Tutte le osservazioni che sono finora venute si sono caricate di ragioni in parte condivisibili, in parte troppo severe per meritare di passare sotto silenzio. Mi riferisco in particolare a quelle che si sono occupate del dialogo fluviale fra Di Consoli e me. Riprendo solo la considerazione, che viene censurata, secondo cui avrei evocato come un valore il termine “lucanità” che invece aborro poiché, come spero di aver spiegato sia pure nella precarietà della rilevazione in diretta di una conversazione, l’identità non può essere utilizzata per costruzioni alchemiche soprattutto in una regione che è figlia più di una convenzione che non di un’originaria combinazione etnica e storica. Troppo spesso il ricorso all’“identità” ha rappresentato un alibi, quando non uno strumento per marcare confini e definire virtù, mitologie e purezze spesso contraddette dalle crudeli repliche della storia.

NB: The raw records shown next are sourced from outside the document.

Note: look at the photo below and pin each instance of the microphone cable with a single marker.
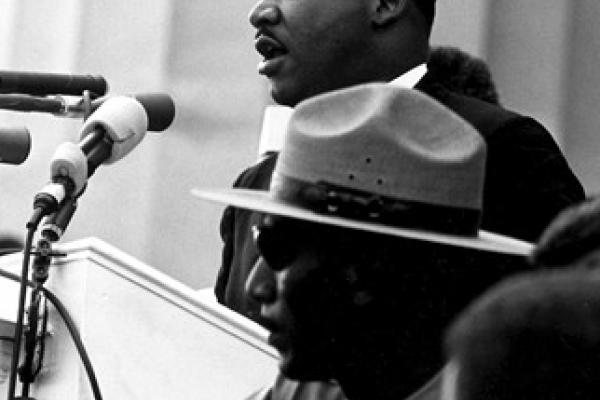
(73, 331)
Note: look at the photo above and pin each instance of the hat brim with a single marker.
(261, 201)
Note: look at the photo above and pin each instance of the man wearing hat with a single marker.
(536, 336)
(370, 241)
(314, 46)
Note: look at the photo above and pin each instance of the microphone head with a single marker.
(160, 109)
(123, 119)
(15, 144)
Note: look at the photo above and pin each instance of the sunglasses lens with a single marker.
(275, 248)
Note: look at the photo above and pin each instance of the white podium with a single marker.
(148, 336)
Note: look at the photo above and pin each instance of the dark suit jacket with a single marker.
(528, 181)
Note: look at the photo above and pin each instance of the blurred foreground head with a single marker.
(573, 237)
(533, 337)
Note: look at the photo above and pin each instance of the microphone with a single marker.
(41, 84)
(109, 134)
(15, 144)
(158, 105)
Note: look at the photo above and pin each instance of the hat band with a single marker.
(331, 199)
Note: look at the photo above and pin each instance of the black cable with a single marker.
(70, 324)
(20, 312)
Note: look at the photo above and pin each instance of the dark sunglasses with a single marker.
(276, 246)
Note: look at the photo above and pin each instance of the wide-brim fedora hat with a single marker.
(384, 159)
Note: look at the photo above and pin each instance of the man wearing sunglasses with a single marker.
(369, 241)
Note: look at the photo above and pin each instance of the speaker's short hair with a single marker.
(427, 7)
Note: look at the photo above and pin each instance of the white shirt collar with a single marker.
(410, 78)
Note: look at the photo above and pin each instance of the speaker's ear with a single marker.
(387, 11)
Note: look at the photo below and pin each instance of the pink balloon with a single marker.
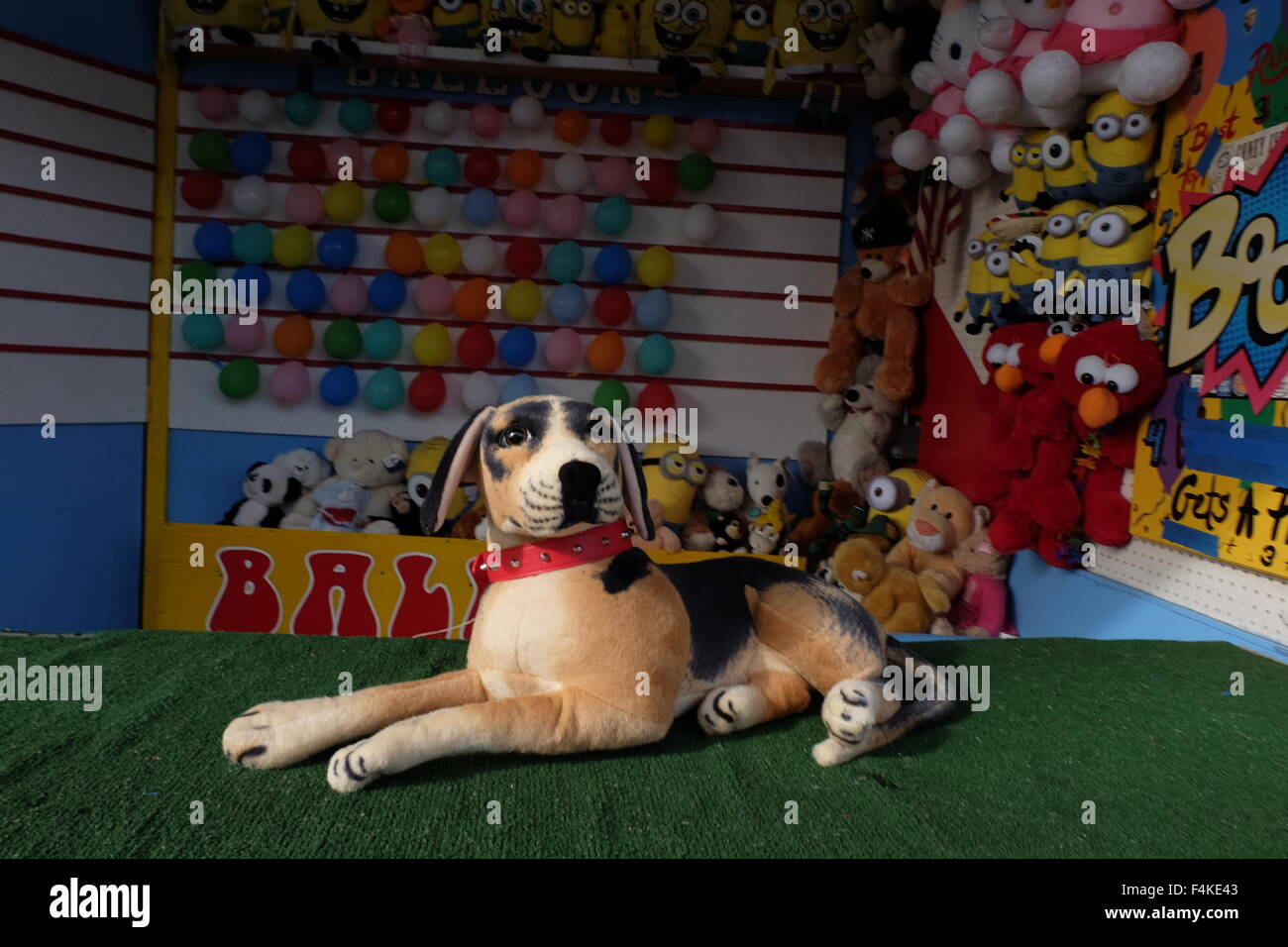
(304, 204)
(566, 215)
(520, 209)
(703, 134)
(349, 295)
(563, 350)
(613, 175)
(288, 382)
(244, 338)
(214, 103)
(340, 149)
(434, 295)
(485, 120)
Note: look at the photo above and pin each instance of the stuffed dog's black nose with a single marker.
(579, 479)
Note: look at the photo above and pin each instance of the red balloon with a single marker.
(612, 305)
(307, 159)
(428, 390)
(482, 167)
(393, 116)
(523, 257)
(201, 189)
(656, 394)
(616, 129)
(476, 347)
(662, 180)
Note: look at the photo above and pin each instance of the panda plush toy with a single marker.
(269, 489)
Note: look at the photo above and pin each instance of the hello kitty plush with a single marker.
(1017, 30)
(947, 129)
(1106, 46)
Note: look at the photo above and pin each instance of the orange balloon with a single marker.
(389, 162)
(605, 354)
(294, 337)
(523, 167)
(571, 125)
(403, 254)
(471, 302)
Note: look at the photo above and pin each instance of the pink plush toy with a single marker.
(1010, 34)
(947, 129)
(1104, 46)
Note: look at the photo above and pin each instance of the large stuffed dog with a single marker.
(581, 642)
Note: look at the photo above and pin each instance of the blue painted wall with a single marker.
(71, 509)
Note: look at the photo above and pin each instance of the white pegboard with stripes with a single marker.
(742, 359)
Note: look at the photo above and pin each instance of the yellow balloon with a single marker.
(432, 346)
(343, 201)
(442, 254)
(656, 266)
(660, 131)
(292, 247)
(523, 300)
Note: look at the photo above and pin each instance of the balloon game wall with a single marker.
(417, 258)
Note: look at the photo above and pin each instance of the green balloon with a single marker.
(385, 389)
(356, 116)
(391, 204)
(240, 377)
(609, 390)
(209, 150)
(343, 339)
(697, 171)
(301, 108)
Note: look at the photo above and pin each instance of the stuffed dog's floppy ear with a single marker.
(634, 491)
(459, 464)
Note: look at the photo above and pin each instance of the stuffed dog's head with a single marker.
(546, 466)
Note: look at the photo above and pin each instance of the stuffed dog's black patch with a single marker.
(625, 570)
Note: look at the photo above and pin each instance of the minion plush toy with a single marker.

Di qui parto per dire con franchezza, e cosciente dei limiti che per chiunque vengono dalle letture e dall’esperienza, che non condivido le valutazioni talvolta liquidatorie e superciliose di chi definisce una disputa complessa quale quella che si è andata sviluppando sulla crisi della politica come una retrocessione dentro i recinti di una barbarie etno-sentimentale alimentata magari da pericolosi indicatori psicoanalitici, quando invece essa non vuole che segnalare la profondità della “crisi di senso”, della caduta cioè delle ragioni generali in forza delle quali una comunità sente su di sé la responsabilità di un destino condiviso e di un coraggioso percorso da battere. Di qui, mi pare di comprendere, lo sforzo che Di Consoli compie di dare spessore ad una domanda che nasce proprio dalla crisi della politica come “progetto” (cioè come costruzione razionale o, se si vuole, scientifica).

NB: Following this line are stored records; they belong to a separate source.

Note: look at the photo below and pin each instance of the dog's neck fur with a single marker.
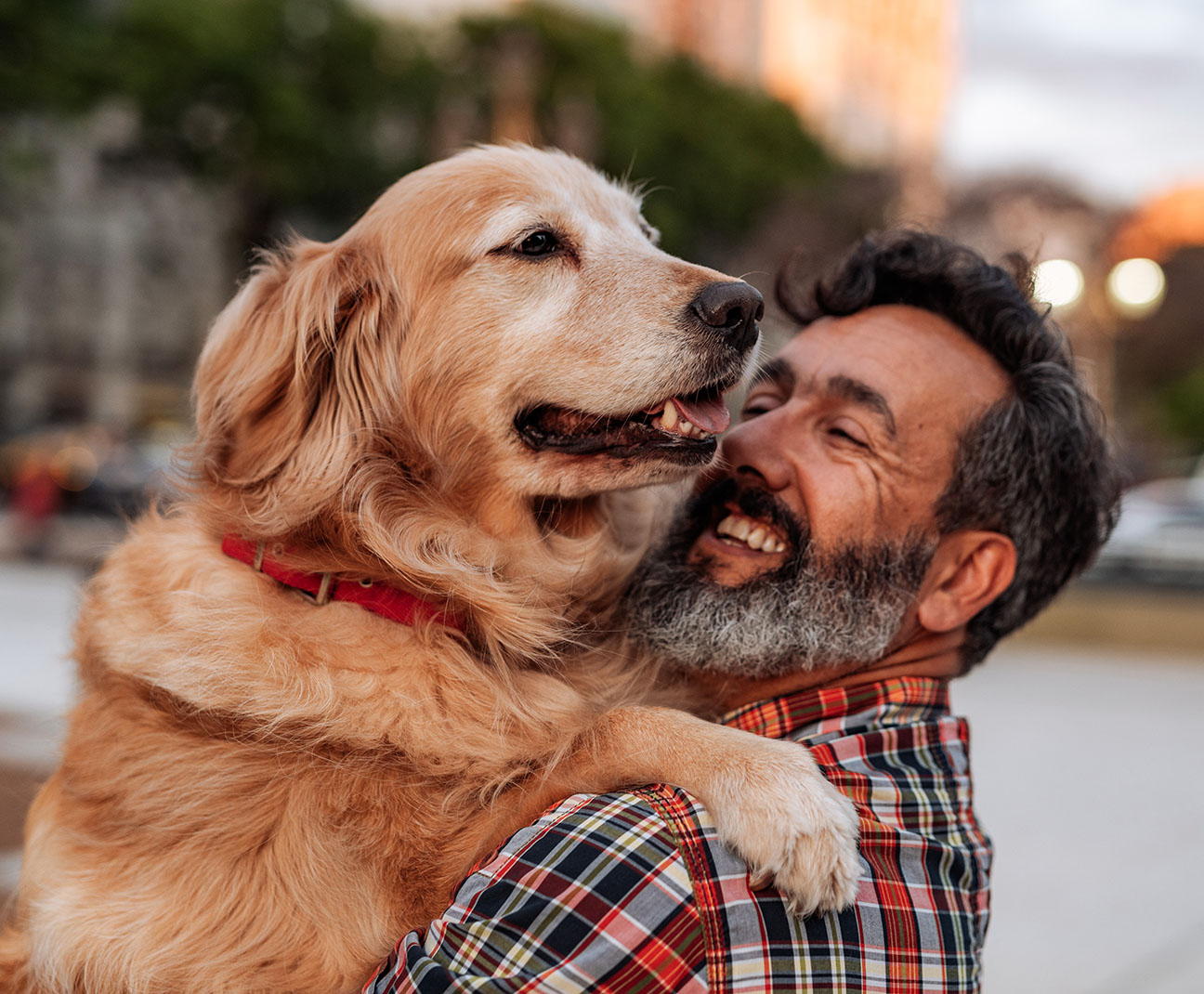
(531, 581)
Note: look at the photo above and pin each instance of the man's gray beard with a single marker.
(816, 610)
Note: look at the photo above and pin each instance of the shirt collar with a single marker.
(830, 709)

Se la caduta verticale delle passioni, il deperimento della partecipazione al voto, la precarietà dei confini dentro i quali si esercitano i riti ormai puramente normativi e regolamentari della politica sono dentro l’orizzonte che viviamo (e dei quali ognuno di noi porta la responsabilità) è segno che i processi di combustione, di accumulazione di energie spirituali, ideali e finanche “religiose” stanno togliendo la libertà e la speranza, insomma il respiro per costruire una nuova storia e colmare le faglie drammatiche che si sono prodotte sia nel senso comune che nella convenzione civile.

Ricostruire perciò i fondamenti antropologici di un percorso di condivisione, il dato costitutivo della koinè, sottraendo la politica all’usura di una perdita di significato vitale e progettuale, è quanto oggi andrebbe posto alla base di un autentico ricominciamento, di un impegno educativo e formativo che ritrovi agenzie solide e coordinate efficaci e persuasive: ch’è altra cosa dall’affidamento alle sorti magnifiche e progressive della tecnologia e della scienza (nelle quali è giusto confidare, senza confonderle con lo scientismo – errore infantile – sempre che non le si enfatizzi, bastandovi il ricorso al senso del limite e al valore del dubbio).

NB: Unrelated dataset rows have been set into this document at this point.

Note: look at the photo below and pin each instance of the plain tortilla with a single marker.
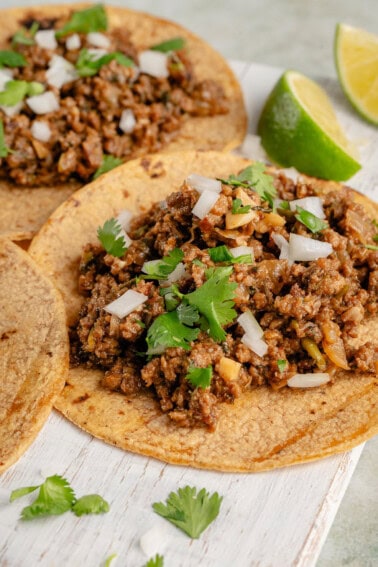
(24, 210)
(33, 350)
(263, 429)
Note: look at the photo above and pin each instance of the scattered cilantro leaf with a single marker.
(161, 269)
(55, 497)
(200, 377)
(312, 222)
(109, 162)
(190, 512)
(238, 208)
(90, 504)
(85, 21)
(9, 58)
(281, 365)
(110, 236)
(167, 331)
(214, 300)
(174, 44)
(88, 65)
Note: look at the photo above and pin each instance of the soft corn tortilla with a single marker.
(33, 350)
(263, 429)
(24, 210)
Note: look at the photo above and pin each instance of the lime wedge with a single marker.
(356, 57)
(298, 127)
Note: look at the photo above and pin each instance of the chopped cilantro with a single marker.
(167, 331)
(85, 21)
(110, 236)
(200, 377)
(88, 65)
(190, 512)
(312, 222)
(160, 269)
(109, 162)
(238, 208)
(214, 300)
(90, 504)
(174, 44)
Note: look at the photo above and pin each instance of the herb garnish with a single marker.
(111, 237)
(109, 162)
(174, 44)
(190, 512)
(85, 21)
(88, 64)
(312, 222)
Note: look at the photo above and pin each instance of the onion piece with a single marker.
(201, 183)
(126, 303)
(127, 122)
(308, 380)
(154, 63)
(205, 203)
(73, 42)
(304, 249)
(313, 205)
(41, 131)
(98, 40)
(43, 103)
(46, 39)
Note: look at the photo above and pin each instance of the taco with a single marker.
(84, 88)
(33, 350)
(230, 324)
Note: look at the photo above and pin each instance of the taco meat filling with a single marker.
(74, 102)
(256, 288)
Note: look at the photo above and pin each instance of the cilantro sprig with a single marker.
(111, 237)
(190, 512)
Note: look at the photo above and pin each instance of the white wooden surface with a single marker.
(274, 519)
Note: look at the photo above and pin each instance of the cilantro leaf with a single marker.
(214, 300)
(174, 44)
(312, 222)
(55, 497)
(157, 561)
(110, 236)
(160, 269)
(190, 512)
(90, 504)
(85, 21)
(200, 377)
(167, 331)
(9, 58)
(238, 208)
(88, 65)
(109, 162)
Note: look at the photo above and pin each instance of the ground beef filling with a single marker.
(310, 311)
(86, 126)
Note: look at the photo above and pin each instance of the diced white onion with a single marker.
(250, 325)
(154, 63)
(98, 40)
(313, 205)
(127, 122)
(201, 183)
(73, 42)
(242, 251)
(126, 303)
(205, 203)
(46, 39)
(308, 380)
(41, 131)
(304, 249)
(124, 219)
(43, 103)
(258, 346)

Mi pare che Di Consoli abbia colto in profondità questa aporia e si sia posto il problema di come darvi una chiave di lettura, se vogliamo lirica, animata magari dai fantasmi del sottosuolo dostoevskiano e pacificata forse nell’annegamento dentro la metafora della nostalgia, nel brodo materno dal quale affiorano i presagi della coscienza infelice che inquieta il mondo.

Non mi è sembrato, da interlocutore laico e per nulla ostile perciò alle ragioni del cosiddetto pensiero razionale e scientifico, che Di Consoli si chiuda in un’agorà primordiale (per non riprodurre prose offensive che certo non giovano). Ma che abbia aperto un fronte drammatico nel quale più che il gioco degli scacchi e più che il tormento esistenziale un ruolo verrà giocato dalla combinazione di ardimento e di misura, di intelligenza politica e di sapienza storica che saranno sempre più il sale della politica nel mondo che verrà.

Se il dibattito contribuirà, con argomentazioni civili e con un’attenzione rispettosa e onesta ai profili di una riflessione utile, soprattutto se controversa, non sarà venuto invano e servirà a dare qualche contenuto in più in una stagione difficile, insidiata da moralismi strumentali e fiaccati dall’inedia delle passioni.